Integrated spatial proteogenomic and metabolomic profiles reveal layer‑specific discordance that precedes clinical resistance to targeted therapy, and measuring this discordance predicts non‑response earlier than bulk multi‑omics signatures.

Mechanistic Rationale

Single‑cell proteomics shows that protein abundance often diverges from transcript levels due to post‑translational modifications, while metabolomics reflects pathway flux. In tumor microenvironments, stromal cues induce rapid phosphorylation of signaling proteins without corresponding mRNA changes, altering metabolic enzyme activity and creating a mismatch between the proteomic and metabolomic layers. Bulk averaging masks these transient shifts, but spatial preservation captures them. Recent multi‑omics studies demonstrate that organ‑specific plasma proteome links to imaging phenotypes invisible in genomics alone (Organ‑specific plasma proteome links), and that integrated biological age predictors outperform single‑layer clocks by capturing system‑level damage (Integrated biological age predictors). Extending this logic, early therapeutic pressure should produce a detectable proteome‑metabolome discordance within malignant niches before genomic alterations or bulk expression shifts appear.

Testable Predictions

1. It's expected that in patients receiving EGFR‑inhibitor therapy for non‑small cell lung cancer, a rising proteome‑metabolome discordance score in circulating tumor‑derived exosomes will precede radiographic progression by at least 4‑6 weeks.
2. Patients whose baseline discordance score falls in the top quartile will exhibit a hazard ratio >2.0 for progression‑free survival compared with those in the bottom quartile, independent of TMB or PD‑L1 status.
3. Experimental induction of kinase inhibition in organoid cultures will generate a measurable increase in phospho‑proteome signal without matching changes in metabolite pools, which can be reversed by combined phosphatase inhibition.

Experimental Design

• Cohort: 120 treatment‑naïve NSCLC patients scheduled for first‑line osimertinib; collect peripheral blood at baseline, weekly for 8 weeks, and at clinical progression.
• Isolation: Exosome‑enriched fractions; perform spatial proteomics using multiplexed ion beam imaging (MIBI) on exosome‑derived protein arrays and untargeted metabolomics via LC‑MS.
• Discordance score: Compute the absolute deviation between normalized protein abundance pathways (e.g., MAPK, PI3K) and corresponding metabolite ratios (e.g., ATP/ADP, NADH/NAD+), then aggregate across pathways using a weighted Euclidean distance.
• Statistical analysis: Time‑dependent ROC curves to assess prediction of progression; Cox proportional hazards models adjusting for age, smoking status, and baseline tumor burden.
• Validation: Parallel patient‑derived organoid treated with osimertinib; sample at 0, 6, 12, 24 h; perform phospho‑proteomics and targeted metabolomics; test reversal with broad‑spectrum phosphatase inhibitor.
• Controls: Spike‑in standards correct for exosome heterogeneity and paired plasma metabolomics controls for circulating metabolite flux.

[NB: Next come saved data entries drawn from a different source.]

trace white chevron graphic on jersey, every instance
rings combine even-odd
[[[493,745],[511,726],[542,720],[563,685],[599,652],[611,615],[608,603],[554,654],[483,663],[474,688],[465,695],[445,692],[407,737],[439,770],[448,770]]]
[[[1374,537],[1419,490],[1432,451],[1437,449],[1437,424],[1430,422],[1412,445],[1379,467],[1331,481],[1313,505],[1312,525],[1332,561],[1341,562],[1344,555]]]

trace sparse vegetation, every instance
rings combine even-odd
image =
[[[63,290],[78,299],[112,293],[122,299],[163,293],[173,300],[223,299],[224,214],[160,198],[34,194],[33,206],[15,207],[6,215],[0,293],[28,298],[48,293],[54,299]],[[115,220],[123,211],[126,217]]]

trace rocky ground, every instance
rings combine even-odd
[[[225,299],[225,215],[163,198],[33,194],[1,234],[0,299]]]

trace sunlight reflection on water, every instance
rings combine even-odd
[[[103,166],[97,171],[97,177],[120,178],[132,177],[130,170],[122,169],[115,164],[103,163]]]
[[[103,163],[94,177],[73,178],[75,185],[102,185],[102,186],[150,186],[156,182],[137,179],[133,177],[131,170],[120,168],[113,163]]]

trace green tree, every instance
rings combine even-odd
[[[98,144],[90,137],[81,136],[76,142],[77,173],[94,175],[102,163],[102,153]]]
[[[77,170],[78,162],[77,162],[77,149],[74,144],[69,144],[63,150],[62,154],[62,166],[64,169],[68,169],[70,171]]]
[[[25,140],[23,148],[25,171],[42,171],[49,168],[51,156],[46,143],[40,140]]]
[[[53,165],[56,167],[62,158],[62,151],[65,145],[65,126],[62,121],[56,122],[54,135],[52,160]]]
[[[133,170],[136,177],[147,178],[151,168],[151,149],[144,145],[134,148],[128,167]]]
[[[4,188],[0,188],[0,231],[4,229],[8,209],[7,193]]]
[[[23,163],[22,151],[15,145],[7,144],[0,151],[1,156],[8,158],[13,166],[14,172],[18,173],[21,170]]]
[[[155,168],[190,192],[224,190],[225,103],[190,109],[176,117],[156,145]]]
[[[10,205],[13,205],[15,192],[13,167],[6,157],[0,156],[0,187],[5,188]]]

If the discordance score fails to anticipate progression in the prespecified window, the hypothesis is falsified. Conversely, a significant lead time would support the notion that early multi‑omics layer mismatch captures functional drug resistance mechanisms invisible to genomics or bulk omics alone, guiding adaptive combination therapies before clinical relapse.